Both in 2000’s Platform and 2002’s Unknown Pleasures, Jia Zhang-ke’s characters look to break free of insular communities. Certainly there’s no more haunting image from Unknown Pleasures than the sight of a young man’s motorcycle breaking down just outside the border of the film’s ghost town, where people trade in pop-cultural parts from the outside world. In The World, the village is now global but it’s still insular. The film’s World Park is a Sino Disney that brings the world to people who can’t (or won’t) see it on their own, embodying the angst and confusion of a generation of Chinese youth. It’s there that both tourists and workers alike trade in facsimiles of foreign goods: from the simulations of world wonders to the designer clothes one female character replicates outside of work.
This amusement park is a place that promises “a new world every day,” except Zhang-ke blurs space and evokes redundant moments to suggest that every day is more or less the same. Cultures bleed together inside World Park in ways that obscure identity and impact personal disconnects and Zhang-ke seemingly wonders throughout: How does someone carve an individual sense of self in the middle of this mess? It’s an emotional conundrum inspired throughout, nowhere funnier than when the film’s two leads, Tao (Zhao Tao) and her boyfriend Taisheng (Chen Taisheng), are greenscreened onto a backdrop of the Eiffel Tower while riding a magic carpet—a ludicrous multi-culti day drip scored to a cheesy, barely discernable keyboard rendition of “Don’t Cry For Me Argentina.”

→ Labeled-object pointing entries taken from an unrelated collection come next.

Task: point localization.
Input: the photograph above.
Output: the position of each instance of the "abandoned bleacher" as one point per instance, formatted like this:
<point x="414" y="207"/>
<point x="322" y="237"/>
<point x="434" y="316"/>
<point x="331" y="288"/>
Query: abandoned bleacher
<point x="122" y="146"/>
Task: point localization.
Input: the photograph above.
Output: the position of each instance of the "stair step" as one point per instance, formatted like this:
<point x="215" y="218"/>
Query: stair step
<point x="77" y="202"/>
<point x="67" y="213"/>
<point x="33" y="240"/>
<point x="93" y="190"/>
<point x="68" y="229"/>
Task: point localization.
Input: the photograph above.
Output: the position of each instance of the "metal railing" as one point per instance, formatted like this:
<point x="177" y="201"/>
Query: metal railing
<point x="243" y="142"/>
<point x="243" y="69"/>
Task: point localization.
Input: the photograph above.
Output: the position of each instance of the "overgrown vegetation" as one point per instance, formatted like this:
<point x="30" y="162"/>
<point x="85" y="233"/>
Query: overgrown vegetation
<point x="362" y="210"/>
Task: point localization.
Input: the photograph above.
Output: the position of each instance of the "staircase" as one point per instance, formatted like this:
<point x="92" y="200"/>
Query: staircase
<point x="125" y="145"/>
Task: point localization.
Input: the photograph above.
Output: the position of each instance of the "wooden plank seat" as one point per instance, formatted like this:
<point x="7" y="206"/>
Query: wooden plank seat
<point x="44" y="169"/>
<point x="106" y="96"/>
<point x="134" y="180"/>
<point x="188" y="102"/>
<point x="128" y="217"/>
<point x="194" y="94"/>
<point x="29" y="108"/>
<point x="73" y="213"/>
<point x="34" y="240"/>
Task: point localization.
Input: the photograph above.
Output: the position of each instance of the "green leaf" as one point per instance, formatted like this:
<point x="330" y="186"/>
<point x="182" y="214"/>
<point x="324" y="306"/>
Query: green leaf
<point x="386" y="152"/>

World Park is less crossroads of the world than land of confusion, and it’s there that Zhang-ke’s characters struggle to connect to one another and salve their loneliness, but because everyone threatens to leave this ridiculous global village once they discover it’s farce, they all keep each other at arm’s length. The ongoing navel-gazing of Zhang-ke’s films is tolerable only because his characters seem to be moving in positive directions. In The World, Tao becomes friends with a Russian woman who comes to work at the theme park. Neither woman speaks the other’s language, but they still manage to communicate. Their unpretentious global communication is Zhang-ke’s show of force. The film’s character may not know where to go, but when the teary-eyed Russian leaves the amusement park for a better world, her departure suggests that there are options, some sadder than others, still available.